Microsoft Azure Data Scientist DP-100 [2023/2024]
Microsoft Azure Data Scientist DP-100 [2023/2024]. Data Scientist.
Course Description
The Data Scientist Practice Test is designed to assess and reinforce the skills and knowledge acquired throughout the Data Scientist training program. This comprehensive test encompasses a range of topics essential to the field of data science, providing participants with a simulated real-world experience.
Key Learning Objectives:
- Data Exploration and Cleaning: Evaluate your ability to understand and clean diverse datasets, addressing missing values, outliers, and anomalies.
- Statistical Analysis: Demonstrate your proficiency in applying statistical methods to extract meaningful insights from data, including hypothesis testing and regression analysis.
- Machine Learning Algorithms: Showcase your understanding of various machine learning algorithms, their applications, and the ability to select the most suitable algorithm for a given problem.
- Feature Engineering: Assess your skills in feature engineering to enhance model performance and interpretability.
- Model Evaluation and Optimization: Evaluate your capability to assess model performance, tune hyperparameters, and optimize machine learning models.
- Data Visualization: Demonstrate your skill in creating clear and insightful data visualizations to communicate findings effectively.
- Big Data Technologies: Test your knowledge of big data technologies and distributed computing frameworks for handling large-scale datasets.
- Ethical Considerations: Explore ethical implications related to data science, including privacy, bias, and responsible AI.

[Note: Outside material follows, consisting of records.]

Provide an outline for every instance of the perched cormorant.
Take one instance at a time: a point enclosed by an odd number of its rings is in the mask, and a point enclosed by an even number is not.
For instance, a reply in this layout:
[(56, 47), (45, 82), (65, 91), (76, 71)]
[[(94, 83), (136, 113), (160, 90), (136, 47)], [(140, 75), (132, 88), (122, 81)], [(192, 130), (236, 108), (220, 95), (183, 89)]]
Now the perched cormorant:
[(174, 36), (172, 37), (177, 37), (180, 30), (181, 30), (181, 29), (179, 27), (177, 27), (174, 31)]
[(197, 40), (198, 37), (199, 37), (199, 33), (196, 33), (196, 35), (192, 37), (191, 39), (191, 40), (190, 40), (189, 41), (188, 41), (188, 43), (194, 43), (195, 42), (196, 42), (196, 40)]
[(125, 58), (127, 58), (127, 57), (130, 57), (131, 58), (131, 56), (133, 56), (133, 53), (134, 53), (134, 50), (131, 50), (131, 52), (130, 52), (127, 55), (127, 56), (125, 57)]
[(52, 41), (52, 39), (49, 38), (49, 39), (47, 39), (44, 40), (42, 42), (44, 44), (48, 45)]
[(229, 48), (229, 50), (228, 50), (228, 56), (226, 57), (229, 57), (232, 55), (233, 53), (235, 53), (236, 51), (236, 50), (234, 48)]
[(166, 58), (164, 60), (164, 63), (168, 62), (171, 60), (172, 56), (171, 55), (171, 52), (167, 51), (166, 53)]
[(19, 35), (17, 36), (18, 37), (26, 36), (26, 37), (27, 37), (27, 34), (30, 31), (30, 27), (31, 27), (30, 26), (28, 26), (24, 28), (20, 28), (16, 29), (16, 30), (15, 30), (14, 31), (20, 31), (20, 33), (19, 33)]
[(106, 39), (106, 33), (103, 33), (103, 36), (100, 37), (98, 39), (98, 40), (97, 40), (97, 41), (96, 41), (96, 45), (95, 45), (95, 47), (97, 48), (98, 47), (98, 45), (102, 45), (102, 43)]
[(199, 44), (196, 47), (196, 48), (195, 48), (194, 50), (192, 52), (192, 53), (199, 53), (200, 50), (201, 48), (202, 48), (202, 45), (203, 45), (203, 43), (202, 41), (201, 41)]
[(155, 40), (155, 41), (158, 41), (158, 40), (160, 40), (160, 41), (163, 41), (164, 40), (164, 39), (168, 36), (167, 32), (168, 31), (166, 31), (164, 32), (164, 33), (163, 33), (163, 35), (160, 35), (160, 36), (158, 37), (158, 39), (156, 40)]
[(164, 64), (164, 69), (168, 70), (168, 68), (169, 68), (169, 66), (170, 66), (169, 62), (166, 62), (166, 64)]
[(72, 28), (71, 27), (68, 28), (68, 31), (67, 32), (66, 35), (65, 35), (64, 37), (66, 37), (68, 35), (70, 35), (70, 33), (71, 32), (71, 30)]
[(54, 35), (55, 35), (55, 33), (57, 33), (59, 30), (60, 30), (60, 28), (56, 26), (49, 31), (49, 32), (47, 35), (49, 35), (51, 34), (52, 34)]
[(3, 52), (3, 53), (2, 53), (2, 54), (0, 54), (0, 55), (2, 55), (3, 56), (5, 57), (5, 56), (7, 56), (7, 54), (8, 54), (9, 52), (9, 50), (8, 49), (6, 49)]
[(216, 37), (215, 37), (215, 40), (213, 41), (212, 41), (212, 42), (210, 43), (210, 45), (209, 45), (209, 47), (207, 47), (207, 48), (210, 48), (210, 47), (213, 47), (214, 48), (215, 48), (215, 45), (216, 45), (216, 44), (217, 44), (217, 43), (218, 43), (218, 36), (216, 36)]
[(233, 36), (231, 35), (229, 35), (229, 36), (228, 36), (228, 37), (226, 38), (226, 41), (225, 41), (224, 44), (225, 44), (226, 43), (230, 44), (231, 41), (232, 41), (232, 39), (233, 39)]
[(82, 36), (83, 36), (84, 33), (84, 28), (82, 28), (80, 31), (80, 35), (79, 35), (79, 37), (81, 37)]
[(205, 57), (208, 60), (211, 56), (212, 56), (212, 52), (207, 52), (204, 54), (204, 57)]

Who Should Take This Course:
This practice test is suitable for individuals who have completed foundational training in data science and want to assess their readiness for real-world challenges. It is also valuable for professionals preparing for data scientist certification exams.
Prerequisites:
Completion of a foundational data science training program or equivalent knowledge and experience in statistics, programming (e.g., Python or R), and machine learning concepts.
Outcome:
Successful completion of the Data Scientist Practice Test indicates a strong foundation in data science concepts and readiness for real-world applications. Participants will receive detailed feedback on their performance to guide further learning and improvement.